Worked solution (warm-up: evaluation and CIs)
Key idea: We run \(N\) seeds and get returns per episode. We report mean and a confidence interval (e.g. 95% CI via bootstrap or standard error). The rliable library provides stratified bootstrap CIs that are more robust for RL (skewed, heavy-tailed returns). So we can say “algorithm A: 100 ± 10 (95% CI [82, 118])” and compare algorithms with statistical rigor. Always report multiple seeds; one run is not enough.
Extra practice
- Warm-up: Why might “mean ± std over 5 seeds” be misleading when each seed’s return is the mean of 50 evaluation episodes?

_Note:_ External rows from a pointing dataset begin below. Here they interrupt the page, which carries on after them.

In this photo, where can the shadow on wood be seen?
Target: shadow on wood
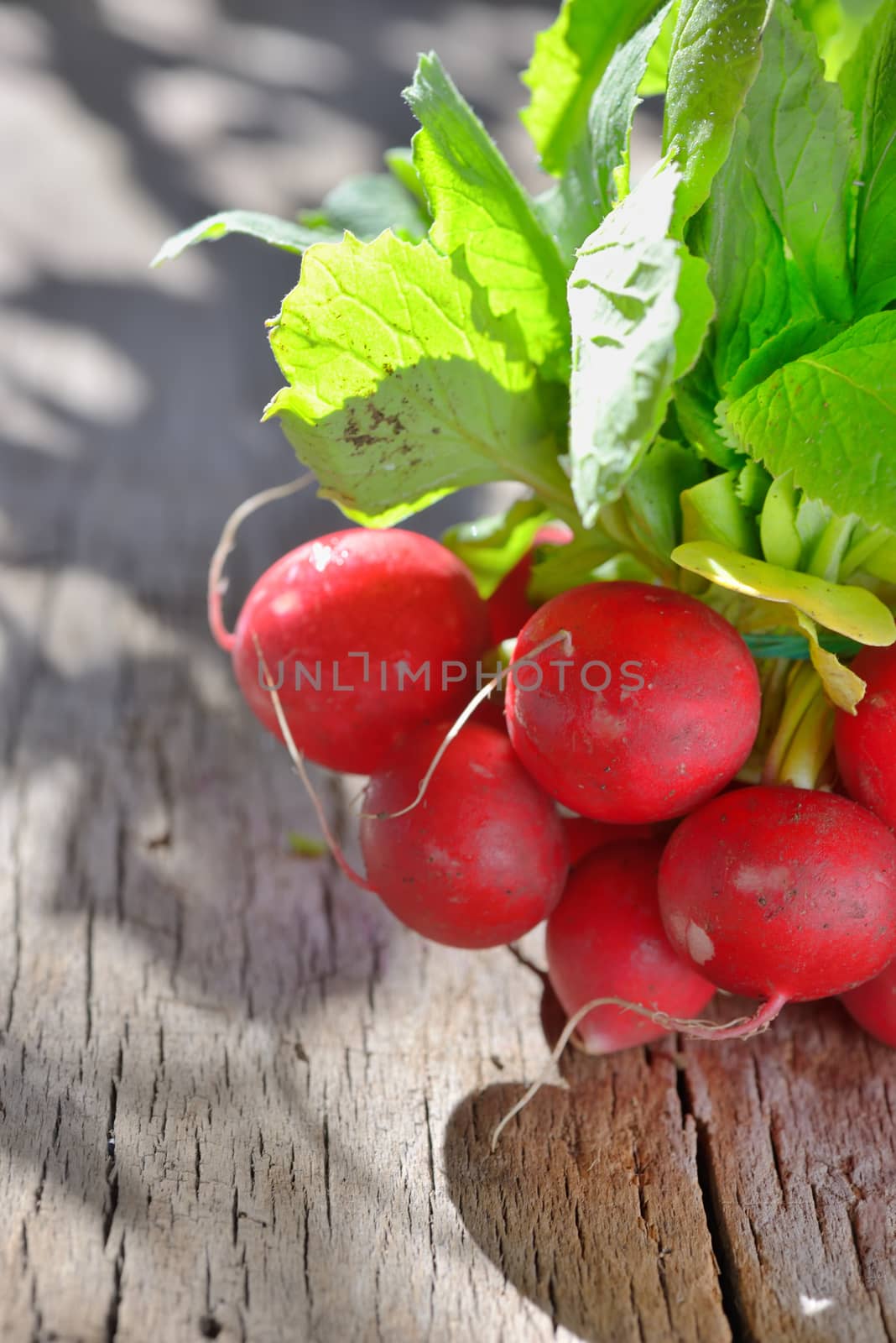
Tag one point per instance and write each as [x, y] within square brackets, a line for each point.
[591, 1205]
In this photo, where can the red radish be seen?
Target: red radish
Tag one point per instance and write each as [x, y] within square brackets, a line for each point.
[651, 713]
[781, 893]
[345, 624]
[585, 836]
[482, 860]
[508, 606]
[873, 1005]
[605, 939]
[866, 742]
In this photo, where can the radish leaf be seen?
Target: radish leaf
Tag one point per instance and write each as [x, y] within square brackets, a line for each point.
[477, 205]
[831, 418]
[714, 60]
[801, 151]
[367, 205]
[869, 91]
[640, 306]
[404, 386]
[566, 67]
[267, 228]
[748, 266]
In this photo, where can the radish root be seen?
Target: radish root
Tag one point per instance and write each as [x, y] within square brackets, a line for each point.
[459, 723]
[695, 1029]
[216, 581]
[295, 756]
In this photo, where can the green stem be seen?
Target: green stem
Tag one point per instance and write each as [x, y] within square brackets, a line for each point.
[810, 749]
[828, 557]
[800, 695]
[801, 747]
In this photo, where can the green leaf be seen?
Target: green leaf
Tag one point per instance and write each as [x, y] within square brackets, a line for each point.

- Coding: Train PPO on CartPole for 5 seeds, 200k steps each. For each seed, record mean return over last 50 eval episodes. Compute mean ± std. Then use rliable (or bootstrap by seed) to get a 95% CI. Report both. How much wider is the CI than mean ± std?
- Challenge: Compare interval estimation across algorithms: train PPO and SAC (or DQN) each on 10 seeds. Compute 95% CIs for both. Do the intervals overlap? What can you conclude about which algorithm is better?